Ибо имелся в районе Моро старинный особняк, принадлежащий женщине по имени Элиза. И с тех пор, как Эшера, завязав ему предварительно глаза, привели туда однажды ночью и он увидел этих бледнолицых прекрасных созданий, играющих в карты посреди ярко освещенного салона, он уже никогда не чувствовал себя на этих улицах в безопасности. Во всяком случае, добровольно бы он в этом городе не заночевал ни за что.
* * *
В банке Барклая он снял со своего счета двадцать фунтов (пятьсот франков) — сумму, более чем достаточную, чтобы отобедать в Пале-Рояле и вернуться в Лондон, но неудобства минувшей ночи отбили у него желание вновь испытывать судьбу. Полдень давно уже миновал, но в Вефори еще можно было заказать ленч. Эшер расположился за столиком в углу — с омлетом, кофе, бутербродами, ничуть не напоминавшими ту пародию, что подают в Англии, и номером «Ле Пти Журналь». Отправление следующего поезда — в четыре. Посетить Лувр он, конечно, не успеет, но можно заглянуть к букинистам на набережной и если останется время — в Нотр-Дам.
Когда состав покинет Гар дю Нор, начнет смеркаться, будем надеяться, что света еще будет достаточно. И пока он перелистывал страницы, одна половина мозга просеивала и сортировала газетные сообщения (сербы требуют независимости от Австрии, Россия требует правоверия для сербов, новое правительство Турции учинило очередную резню армян, султан строит козни, надеясь восстановить утраченную власть, а кайзер нацелен на создание самых быстрых линейных кораблей и самой мощной артиллерии), другая же половина прикидывала, что произойдет, если в эту путаницу вмешается еще и вампир. В любом случае последствия были бы ужасающие. Эшер понимал, что Европа ходит, оскальзываясь, по краю пропасти.
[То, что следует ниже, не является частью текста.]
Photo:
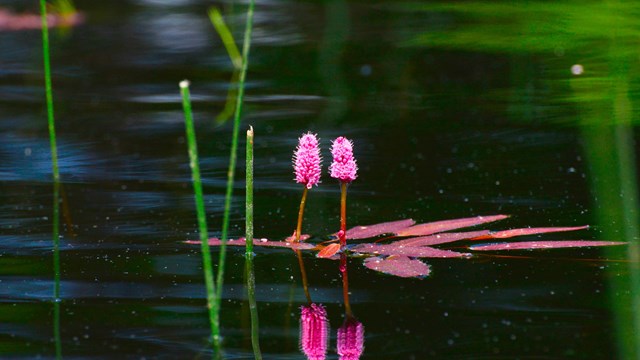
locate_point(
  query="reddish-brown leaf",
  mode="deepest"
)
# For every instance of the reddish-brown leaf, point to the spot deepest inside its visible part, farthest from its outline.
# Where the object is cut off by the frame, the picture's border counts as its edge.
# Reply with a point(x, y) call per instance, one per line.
point(367, 231)
point(439, 238)
point(527, 231)
point(329, 251)
point(530, 245)
point(401, 266)
point(446, 225)
point(258, 242)
point(423, 251)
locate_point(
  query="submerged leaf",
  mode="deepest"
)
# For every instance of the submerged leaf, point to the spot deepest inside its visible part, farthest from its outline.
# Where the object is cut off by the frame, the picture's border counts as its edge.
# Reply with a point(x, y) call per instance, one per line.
point(401, 266)
point(530, 245)
point(440, 238)
point(446, 225)
point(527, 231)
point(413, 251)
point(329, 251)
point(258, 242)
point(367, 231)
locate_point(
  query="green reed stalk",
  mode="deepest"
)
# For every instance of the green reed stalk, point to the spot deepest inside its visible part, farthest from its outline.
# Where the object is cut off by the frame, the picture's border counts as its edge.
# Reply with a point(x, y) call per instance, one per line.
point(251, 279)
point(233, 156)
point(225, 35)
point(56, 178)
point(202, 217)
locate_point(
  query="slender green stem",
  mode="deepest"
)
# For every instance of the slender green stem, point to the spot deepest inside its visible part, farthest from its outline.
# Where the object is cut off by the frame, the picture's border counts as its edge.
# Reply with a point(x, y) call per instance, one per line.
point(345, 284)
point(56, 178)
point(303, 273)
point(303, 202)
point(296, 239)
point(225, 34)
point(202, 217)
point(233, 156)
point(343, 214)
point(343, 244)
point(251, 279)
Немецкий кайзер заранее просил извинения за то, что сделают его армии; французы распалялись гордостыо, яростью и жаждали реванша. Австрийская империя пыталась укротить славянские меньшинства, в то время как русские трубили о своем намерении эти меньшинства поддержать. Эшер буквально видел спешно закупаемое новейшее оружие и строящиеся железнодорожные линии, готовые нести солдат к местам будущих сражений. В Африке ему уже доводилось наблюдать, на что способно это оружие.